IGN editor Eric Goldman wrote, "A few fun 3D-aided jump-scares aside, Texas Chainsaw 3D is a generic and laughable attempt to follow the original." Alonso Duralde of The Wrap said "Texas Chainsaw 3D is a dreary slog through the dreadfully familiar." In a one star review for Empire Magazine, Kim Newman wrote that the film "trips like a heroine with a sprained ankle over dumb plot twists, poor performances and inept would-be suspense scenes." Frank Scheck, reviewing for The Hollywood Reporter, wrote "there isn't much to recommend this installment whose main point of originality is omitting the word "Massacre" from the title." Vulture critic Bilge Ebiri criticized the film as "workmanlike" and "generic", but called the climax "a bit more interesting and unpredictable than the usual horror-movie".

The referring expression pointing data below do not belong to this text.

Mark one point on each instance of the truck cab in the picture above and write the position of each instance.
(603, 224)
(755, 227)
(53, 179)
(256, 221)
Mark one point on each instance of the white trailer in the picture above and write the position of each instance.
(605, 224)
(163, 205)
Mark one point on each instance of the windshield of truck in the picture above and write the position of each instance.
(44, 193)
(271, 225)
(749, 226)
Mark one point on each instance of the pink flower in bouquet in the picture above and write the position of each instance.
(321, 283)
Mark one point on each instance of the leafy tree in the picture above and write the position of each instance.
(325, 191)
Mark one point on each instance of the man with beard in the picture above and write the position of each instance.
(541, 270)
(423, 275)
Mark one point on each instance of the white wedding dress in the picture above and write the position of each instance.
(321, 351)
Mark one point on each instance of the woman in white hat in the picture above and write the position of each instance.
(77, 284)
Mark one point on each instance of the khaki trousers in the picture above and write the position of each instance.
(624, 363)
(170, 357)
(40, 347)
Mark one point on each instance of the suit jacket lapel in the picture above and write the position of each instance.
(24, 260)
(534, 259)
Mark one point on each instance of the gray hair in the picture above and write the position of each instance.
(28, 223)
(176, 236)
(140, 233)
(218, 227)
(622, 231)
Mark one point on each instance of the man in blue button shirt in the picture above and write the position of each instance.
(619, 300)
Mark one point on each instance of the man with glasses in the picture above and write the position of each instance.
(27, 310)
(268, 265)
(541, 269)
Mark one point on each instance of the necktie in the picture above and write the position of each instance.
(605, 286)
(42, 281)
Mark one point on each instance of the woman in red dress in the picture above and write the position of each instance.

For Variety, Joe Leydon labeled the film as a "better-than-average horror-thriller that relies more on potent suspense than graphic savagery or stereoscopic tricks." Writing for Screen Crush, Jordan Hoffman said "It is every 16 year-old's rite of passage to sneak into an R-rated slasher, get grossed out by blood, turned on by boobs and shout back at the screen. To that end, Texas Chainsaw 3D is a worthy claimant to the franchise."

==Prequel==

Producer Carl Mazzocone and executive producers Mark Burg and Oren Koules obtained the rights to make seven Texas Chainsaw Massacre films, including Texas Chainsaw 3D. Alexandra Daddario, Scott Eastwood, and Thom Barry were signed on for sequels. Under the working title Texas Chainsaw 4, Burg, Mazzocone, and John Luessenhop were shepherding a screenplay. By 2014, the producers' option on the series was close to expiring, leading to the studio hiring Scott Milam to pen the script, based on an outline by Mazzocone.

Millennium Films producer Avi Lerner rejected Milam's draft for being too expensive, and opted for a prequel, simply titled Leatherface, scripted by Seth M. Sherwood and directed by Julien Maury and Alexandre Bustillo. The film, which featured no returning actors from Texas Chainsaw 3D, released on October 20, 2017.